Görsel İletişim Tasarımı Bölümü eğitimlerinde teknolojinin rolü nedir?
Günümüzde artık sadece bizim alanlarda değil, diğer alanlarda da teknolojiden azade, teknolojiyi dikkate almak için eğitim, üretim yapmak, meslek hayatında bir yerlere gelmek, yenilik ortaya koymak artık pek mümkün değil. Bilgisayarın kendisinin bütün öğrenme faaliyetlerin, teknik ve sanatsal etkinliklerin, üretimlerin merkezine dönüştüğü, merkezi haline geldiği, yani bilgisayarsız hiçbir şey üretemediğimiz bir dünyada teknolojiyi göz ardı etmek elbette akıllılık olmaz. Bir de bunun üstüne şimdi bilgisayardaki yazılım programlarının üzerine yapay zekâ ekleniyor. Yapay zekâ ile birlikte bilgisayarın da işlevi ve niteliği değişecekmiş gibi gözüküyor. Fotoğraftan grafik animasyonlara varıncaya kadar sabit ve hareketli bütün görüntülere, metin diline, sese ve müziğe varıncaya kadar her şey üzerinde oynanabilir ve yeniden üretilebilir hale geliyor. Bunların bize gelecekte hem düşünce dünyamıza hem sanat dünyamıza neler getireceğini hep birlikte tabii ki tartışacağız, göreceğiz. Ama bu şu demektir, üniversite bölümlerinin ki bizim bölümümüzde başta olmak üzere bu gidişata uyum sağlaması ve bu imkanları mutlaka değerlendirmesi ve müfredatına entegre etmesi şarttır. Biz de bu çabaya içerisindeyiz.

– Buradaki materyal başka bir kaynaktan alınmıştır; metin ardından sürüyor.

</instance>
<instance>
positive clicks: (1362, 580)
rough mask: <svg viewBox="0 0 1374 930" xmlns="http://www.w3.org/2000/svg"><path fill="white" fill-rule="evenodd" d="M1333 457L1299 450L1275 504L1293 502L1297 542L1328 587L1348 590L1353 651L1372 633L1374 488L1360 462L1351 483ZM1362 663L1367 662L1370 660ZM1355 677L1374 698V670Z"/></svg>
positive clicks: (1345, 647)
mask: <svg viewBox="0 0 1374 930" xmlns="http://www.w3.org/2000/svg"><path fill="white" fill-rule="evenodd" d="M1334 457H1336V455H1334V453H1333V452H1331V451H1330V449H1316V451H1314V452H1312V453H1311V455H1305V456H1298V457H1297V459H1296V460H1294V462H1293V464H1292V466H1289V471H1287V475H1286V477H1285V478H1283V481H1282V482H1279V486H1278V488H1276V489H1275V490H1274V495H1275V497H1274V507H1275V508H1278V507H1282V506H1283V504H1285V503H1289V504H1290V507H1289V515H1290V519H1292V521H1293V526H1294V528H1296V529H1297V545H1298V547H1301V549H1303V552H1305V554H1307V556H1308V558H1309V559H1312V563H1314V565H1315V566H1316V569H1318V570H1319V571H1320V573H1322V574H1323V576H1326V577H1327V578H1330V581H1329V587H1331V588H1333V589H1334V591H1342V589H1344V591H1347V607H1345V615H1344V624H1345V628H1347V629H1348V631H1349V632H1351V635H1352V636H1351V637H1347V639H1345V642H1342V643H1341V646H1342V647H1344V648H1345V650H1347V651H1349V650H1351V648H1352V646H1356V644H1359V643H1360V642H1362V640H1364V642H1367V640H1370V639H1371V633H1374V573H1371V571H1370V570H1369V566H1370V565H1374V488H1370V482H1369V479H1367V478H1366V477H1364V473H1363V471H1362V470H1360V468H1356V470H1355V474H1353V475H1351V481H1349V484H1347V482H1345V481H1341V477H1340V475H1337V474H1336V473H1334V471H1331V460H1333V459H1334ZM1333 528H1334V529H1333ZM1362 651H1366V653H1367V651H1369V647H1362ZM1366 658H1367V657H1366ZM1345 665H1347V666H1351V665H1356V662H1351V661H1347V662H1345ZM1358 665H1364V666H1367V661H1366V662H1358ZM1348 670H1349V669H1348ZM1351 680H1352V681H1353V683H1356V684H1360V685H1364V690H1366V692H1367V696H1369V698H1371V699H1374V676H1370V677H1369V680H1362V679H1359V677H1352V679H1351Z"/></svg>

Görsel İletişim ve Tasarım Bölümü gelecek hedefleri nelerdir?
Öncelikli hedefler hızlı gelişen teknolojik yeniliklerin takibini çok iyi yapmak. Çağımız nereye gidiyor? Dünya nereye gidiyor? İnsanlık nereye gidiyor? İletişim sektörü televizyonuyla, sosyal medyasıyla, sinemasıyla nereye doğru evriliyor? Yeni gelişen, yapay zekâ gibi teknolojik yenilikler bu yönelişte nasıl belirleyici bir rol oynayacak? Bütün bunların hepsini önceden görmek, tasarımlamak, dikkate almak ve hem müfredatı hem de ders içeriklerini buna uygun şekilde güncellemek, öğrencilerimizin çağın nabzını yakalamasına imkân sunmak.